Da es sich bei Allergien und Unverträglichkeiten (den Unterschied werden wir noch erklären) um Adaptationsprobleme auf Umwelteinflüsse (z.B. Nahrungsmittel oder Pollen) handelt, bietet sich der Versuch einer "energetischen Desensibilisierung" förmlich an. In der klassischen Bioresonanz wird versucht, eine allergische Information im menschlichen Energiesystem zu löschen, d.h. einer "schädlichen" Schwingung wird die "Inversschwingung" entgegengesetzt, um eine "Auslöschung" der Fehlinformation zu erhalten. Die Holopathie geht mit ihrer digitalen Potenzaccord-Homöopathie andere Wege.

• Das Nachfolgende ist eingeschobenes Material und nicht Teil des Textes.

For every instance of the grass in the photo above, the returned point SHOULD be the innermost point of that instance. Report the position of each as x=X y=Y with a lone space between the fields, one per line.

Da es - bis auf wenige Ausnahmen - nicht sinvoll erscheint, ein einzelnes (allergisches) Symptom zu bekämpfen, wird durch die Potenzaccord-Provokation eine umfassende Antwort auf möglichst allen Ebenen (bis hin zur Psyche) eingeleitet, um den Allergiekonflikt in die Regulation zu bringen. Auf diese Weise soll verhindert werden, dass sich das "gelöschte Symptom" auf einer neuen Ebene wieder bemerkbar macht.
Die Holopathie bietet darüber hinaus die Möglichkeit, nicht nur Allergien, sondern auch Unverträglichkeiten zu testen. Bei der Allergie, die auch mit schulmedizinischen Tests erfassbar ist, genügt ein kleiner Auslöserreiz, um Symptome auftreten zu lassen (siehe Pollenallergie). Eine Unverträglichkeit muss sich nicht zwangsläufig durch erhöhte Antikörper zeigen. Sie entsteht oft (z.B. bei Nahrungsmitttelunverträglichkeiten) durch eine Störung der Flora im Dünndarm, wodurch gewisse Nahrungsmittel nur mehr schwer "zu verdauen" sind. Diese Art, die immer eine Sanierung des Darmes erfordert, ist klinischen schulmedizinischen Tests nicht zugängig. Im Gegensatz zur Allergie (Auslösung schon durch kleine Spuren eines Allergens = qualitative Auslösung) wird die Unverträglichkeit oft erst sichtbar, wenn bestimmte Nahrungsmitel oft und zuviel (=quantitative Auslösung) dem Darm zugeführt werden. Dies betrifft vor allem die Zufuhr von raffiniertem Zucker und Süßstoffen, weswegen bei solchen Unverträglichkeiten oft fälschlicherweise von einer (der Schulmedizin unbekannten) "Zuckerallergie" gesprochen wird. (Daneben gibt es die bekannten Lactose-Intoleranzen, die auf einen Enzymmangel beruhen.)

Auf diese Weise lassen sich mit der Holopathie sämtliche Nahrungsunverträglichkeiten (beispielsweise auf Milch, Schweinefleisch, Erdbeeren oder Weizen) und somit die organischen Ursachen für Ekzeme, Neurodermitis und alle anderen allergischen Erkrankungen wie Heuschnupfen, Asthma etc. feststellen
Der Computer berechnet aus den vorhandenen Messdaten, welche Spurenelemente, Pflanzen, Edelsteine, Bach- und kalifornische Blüten in einem gegebenen Fall passen und wie sie optimal (in Potenzen und Potenzakkorden) kombiniert werden können (Vektortherapie). Alle gefundenen Substanzen stehen anschließend sofort für die Therapie zur Verfügung!

Die Holopathie ermöglicht auf diese Weise eine objektive Diagnose und Therapie der Stoffwechsel- und energetischen Blockaden der Organe und ihrer übergeordneten Systeme, wie des Zentralnervensystems. Dadurch können alle relevanten Umweltgifte erfasst und neutralisiert, und die übergeordneten Ursachen organischer Störungen - chronische unterschwellige Stressreaktionen - beseitigt werden.